Bristol Myers Squibb Co. (BMS) agreed to pay Agenus Inc. $200 million up front and as much as $1.36 billion in milestone rewards for advancement of the preclinical anti-TIGIT, Fc-enhanced bispecific antibody AGEN-1777. Solely responsible for development and commercialization of the compound, BMS also would provide tiered, double-digit royalties on sales of any product resulting. AGEN-1777 is designed to target major inhibitory receptors expressed on T and NK cells. Shares of Agenus (NASDAQ:AGEN) were trading midday at $4.10, up 84 cents, or almost 26%.

Hummingbird Bioscience closes $125 million series C

HONG KONG - Hummingbird Bioscience Pte. Ltd. has raised $125 million in a series C financing to further investments in its early stage pipeline, as well as support the clinical development of its two lead programs, a HER3 antibody and an anti-VISTA neutralizing antibody, each of which are expected to enter phase I trials this year. The financing was led by Novo Holdings.
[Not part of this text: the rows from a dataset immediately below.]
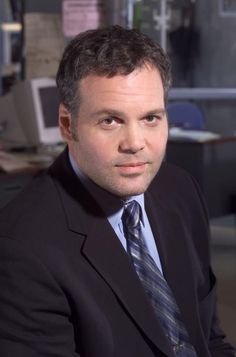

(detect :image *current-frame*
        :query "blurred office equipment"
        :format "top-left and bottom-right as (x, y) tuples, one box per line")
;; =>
(0, 78), (62, 147)
(167, 102), (205, 130)
(166, 136), (236, 218)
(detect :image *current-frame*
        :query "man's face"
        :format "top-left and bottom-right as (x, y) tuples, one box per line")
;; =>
(61, 67), (168, 198)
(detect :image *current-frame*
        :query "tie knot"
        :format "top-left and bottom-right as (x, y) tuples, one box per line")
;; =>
(122, 201), (141, 228)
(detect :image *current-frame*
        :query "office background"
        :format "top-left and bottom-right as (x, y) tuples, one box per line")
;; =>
(0, 0), (236, 345)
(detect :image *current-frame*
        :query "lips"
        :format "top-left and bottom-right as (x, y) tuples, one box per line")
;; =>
(116, 162), (146, 167)
(116, 162), (147, 177)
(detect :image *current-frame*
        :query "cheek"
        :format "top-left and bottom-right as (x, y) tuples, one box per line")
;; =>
(78, 137), (113, 167)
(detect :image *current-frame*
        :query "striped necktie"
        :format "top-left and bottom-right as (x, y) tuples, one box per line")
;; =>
(122, 201), (197, 357)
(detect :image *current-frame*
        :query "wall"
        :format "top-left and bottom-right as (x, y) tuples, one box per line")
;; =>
(190, 0), (236, 134)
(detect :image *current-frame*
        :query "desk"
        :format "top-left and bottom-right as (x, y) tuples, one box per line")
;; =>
(166, 136), (236, 218)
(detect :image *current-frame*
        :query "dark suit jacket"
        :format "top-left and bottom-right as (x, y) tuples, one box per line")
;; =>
(0, 152), (233, 357)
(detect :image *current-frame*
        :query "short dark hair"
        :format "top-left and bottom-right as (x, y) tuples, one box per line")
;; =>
(56, 25), (171, 117)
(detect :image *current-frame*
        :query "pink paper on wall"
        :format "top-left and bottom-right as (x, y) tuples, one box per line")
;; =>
(62, 0), (104, 37)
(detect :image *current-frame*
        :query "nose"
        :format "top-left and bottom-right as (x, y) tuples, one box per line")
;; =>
(119, 123), (145, 154)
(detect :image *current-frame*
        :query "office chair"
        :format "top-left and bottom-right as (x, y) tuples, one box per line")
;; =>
(167, 102), (205, 130)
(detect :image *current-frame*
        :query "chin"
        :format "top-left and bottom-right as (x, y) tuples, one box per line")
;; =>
(112, 185), (149, 198)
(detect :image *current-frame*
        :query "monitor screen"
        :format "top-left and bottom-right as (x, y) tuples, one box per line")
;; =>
(13, 78), (62, 146)
(39, 86), (59, 128)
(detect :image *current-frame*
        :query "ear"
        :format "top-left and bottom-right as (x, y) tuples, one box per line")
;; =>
(59, 104), (73, 142)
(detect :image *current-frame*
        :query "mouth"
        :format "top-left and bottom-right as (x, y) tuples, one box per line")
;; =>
(116, 162), (147, 176)
(116, 162), (146, 167)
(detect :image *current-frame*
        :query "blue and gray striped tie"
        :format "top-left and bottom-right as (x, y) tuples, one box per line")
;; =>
(122, 201), (197, 357)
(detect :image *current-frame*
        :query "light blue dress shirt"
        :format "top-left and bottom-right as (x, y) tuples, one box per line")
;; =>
(69, 151), (162, 272)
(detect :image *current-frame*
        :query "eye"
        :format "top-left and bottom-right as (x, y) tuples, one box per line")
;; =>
(102, 117), (115, 126)
(144, 114), (161, 126)
(99, 117), (120, 130)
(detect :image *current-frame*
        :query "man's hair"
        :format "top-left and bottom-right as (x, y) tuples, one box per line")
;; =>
(56, 25), (171, 117)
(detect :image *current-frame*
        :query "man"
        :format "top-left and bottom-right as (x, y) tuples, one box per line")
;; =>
(0, 26), (234, 357)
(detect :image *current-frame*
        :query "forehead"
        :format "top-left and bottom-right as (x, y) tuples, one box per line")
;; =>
(79, 66), (163, 99)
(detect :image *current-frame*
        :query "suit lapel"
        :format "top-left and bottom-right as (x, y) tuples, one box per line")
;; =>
(51, 151), (173, 357)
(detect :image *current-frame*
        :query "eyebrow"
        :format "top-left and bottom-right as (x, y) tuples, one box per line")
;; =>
(92, 108), (166, 117)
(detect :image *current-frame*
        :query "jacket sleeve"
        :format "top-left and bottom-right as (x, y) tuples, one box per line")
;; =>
(0, 238), (79, 357)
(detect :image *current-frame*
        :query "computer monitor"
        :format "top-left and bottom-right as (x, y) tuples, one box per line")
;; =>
(12, 78), (62, 146)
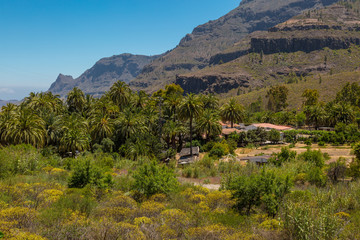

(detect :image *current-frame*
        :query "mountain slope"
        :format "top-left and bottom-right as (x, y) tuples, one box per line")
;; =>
(130, 0), (336, 92)
(176, 0), (360, 105)
(49, 54), (158, 97)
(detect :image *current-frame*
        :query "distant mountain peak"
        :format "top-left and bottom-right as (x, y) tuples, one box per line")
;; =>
(49, 53), (157, 97)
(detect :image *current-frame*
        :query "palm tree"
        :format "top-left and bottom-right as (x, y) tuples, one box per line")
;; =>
(66, 87), (86, 113)
(220, 98), (244, 128)
(109, 81), (131, 109)
(304, 104), (326, 130)
(179, 93), (203, 156)
(57, 113), (90, 153)
(91, 94), (119, 119)
(90, 114), (115, 142)
(0, 103), (17, 143)
(163, 121), (185, 149)
(329, 102), (355, 125)
(116, 108), (147, 139)
(164, 94), (182, 121)
(4, 106), (45, 147)
(197, 109), (221, 140)
(201, 94), (219, 109)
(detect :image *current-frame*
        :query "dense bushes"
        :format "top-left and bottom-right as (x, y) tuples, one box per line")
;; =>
(132, 161), (179, 197)
(226, 170), (292, 217)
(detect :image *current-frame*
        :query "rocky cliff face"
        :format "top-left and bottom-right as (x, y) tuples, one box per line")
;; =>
(176, 75), (251, 93)
(176, 2), (360, 93)
(49, 54), (158, 97)
(130, 0), (336, 92)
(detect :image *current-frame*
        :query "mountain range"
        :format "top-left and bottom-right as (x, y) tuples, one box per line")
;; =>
(49, 0), (346, 97)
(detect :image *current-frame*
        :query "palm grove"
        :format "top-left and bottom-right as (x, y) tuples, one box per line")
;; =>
(0, 81), (360, 152)
(0, 81), (360, 240)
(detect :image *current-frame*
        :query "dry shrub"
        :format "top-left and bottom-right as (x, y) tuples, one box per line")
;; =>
(95, 193), (137, 222)
(139, 201), (165, 218)
(0, 207), (36, 228)
(159, 209), (190, 239)
(189, 224), (235, 240)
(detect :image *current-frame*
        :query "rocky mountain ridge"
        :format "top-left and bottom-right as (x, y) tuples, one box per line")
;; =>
(176, 1), (360, 93)
(130, 0), (336, 93)
(49, 54), (158, 97)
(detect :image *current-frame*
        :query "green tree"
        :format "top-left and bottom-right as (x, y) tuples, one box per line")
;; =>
(335, 83), (360, 106)
(220, 98), (245, 128)
(179, 93), (203, 156)
(268, 129), (280, 143)
(163, 121), (185, 149)
(57, 113), (90, 154)
(227, 170), (292, 217)
(266, 86), (289, 112)
(90, 114), (115, 143)
(4, 106), (45, 147)
(66, 87), (85, 113)
(304, 104), (327, 130)
(327, 158), (347, 183)
(197, 109), (222, 140)
(68, 159), (112, 188)
(109, 81), (131, 109)
(329, 102), (355, 126)
(132, 161), (179, 197)
(301, 89), (319, 106)
(116, 108), (148, 140)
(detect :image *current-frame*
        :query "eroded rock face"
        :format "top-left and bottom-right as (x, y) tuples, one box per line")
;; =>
(49, 54), (158, 97)
(130, 0), (337, 93)
(176, 75), (251, 93)
(251, 36), (360, 54)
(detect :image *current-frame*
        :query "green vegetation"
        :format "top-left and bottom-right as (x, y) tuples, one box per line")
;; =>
(0, 83), (360, 240)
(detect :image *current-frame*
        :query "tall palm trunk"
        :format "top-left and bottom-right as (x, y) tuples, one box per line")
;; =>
(190, 116), (192, 157)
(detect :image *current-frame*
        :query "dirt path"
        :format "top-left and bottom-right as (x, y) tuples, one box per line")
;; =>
(178, 177), (221, 190)
(235, 144), (355, 163)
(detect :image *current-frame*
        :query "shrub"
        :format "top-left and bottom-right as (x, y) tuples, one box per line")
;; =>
(227, 170), (292, 216)
(306, 166), (327, 187)
(132, 161), (179, 197)
(202, 141), (216, 152)
(209, 141), (230, 158)
(327, 158), (346, 183)
(0, 144), (47, 178)
(299, 148), (325, 168)
(269, 147), (296, 166)
(68, 159), (112, 188)
(268, 129), (280, 143)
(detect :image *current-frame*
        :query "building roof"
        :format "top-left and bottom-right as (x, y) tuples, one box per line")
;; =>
(179, 147), (200, 157)
(222, 128), (241, 135)
(252, 123), (293, 131)
(240, 155), (271, 163)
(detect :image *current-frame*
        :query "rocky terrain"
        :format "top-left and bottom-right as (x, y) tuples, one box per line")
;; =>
(130, 0), (336, 92)
(49, 54), (158, 97)
(176, 1), (360, 93)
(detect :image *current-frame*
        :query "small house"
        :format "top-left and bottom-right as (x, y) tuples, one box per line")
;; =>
(178, 147), (200, 165)
(240, 155), (271, 166)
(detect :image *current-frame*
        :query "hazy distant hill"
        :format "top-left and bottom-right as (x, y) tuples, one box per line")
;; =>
(176, 0), (360, 108)
(49, 54), (157, 97)
(130, 0), (336, 92)
(0, 100), (19, 108)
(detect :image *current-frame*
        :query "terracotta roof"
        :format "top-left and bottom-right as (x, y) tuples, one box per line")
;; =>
(253, 123), (292, 131)
(240, 155), (271, 163)
(222, 128), (241, 135)
(180, 147), (200, 157)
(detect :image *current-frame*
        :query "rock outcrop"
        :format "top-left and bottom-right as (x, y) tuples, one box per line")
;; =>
(130, 0), (337, 92)
(176, 75), (251, 93)
(49, 54), (158, 97)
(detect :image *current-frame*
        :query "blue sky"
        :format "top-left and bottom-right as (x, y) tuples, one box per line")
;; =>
(0, 0), (240, 100)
Vedere Bio II launches with $77 million series A financing

Less than a year after Novartis AG's acquisition of optogenetics specialist Vedere Bio Inc., its successor Vedere Bio II Inc., is launching with $77 million in series A financing, led by Octagon Capital. The Cambridge, Mass.-based company will develop earlier-stage assets than those Novartis purchased, including new, mutation-agnostic optogenetics technology to improve upon current gene therapies aimed at restoring functional vision to people with vision loss due to photoreceptor death.

Interius launches with $76M series A for treating hematologic malignancies

Preclinical gene therapy company Interius Biotherapeutics Inc. has raised $76 million in an oversubscribed series A financing. Interius’ initial focus is on treating hematologic malignancies by generating CAR T cells in vivo. The Philadelphia-based company platform bypasses ex vivo cell manipulations and the often toxic pre-conditioning chemotherapy called for in standard CAR T-cell treatments. The round was co-led by Cormorant Asset Management and Fairmount Funds, and joined by Bain Capital Life Sciences, Pfizer Ventures, RA Capital Management, Longwood Fund, Logos Capital, Osage University Partners and Quan Capital.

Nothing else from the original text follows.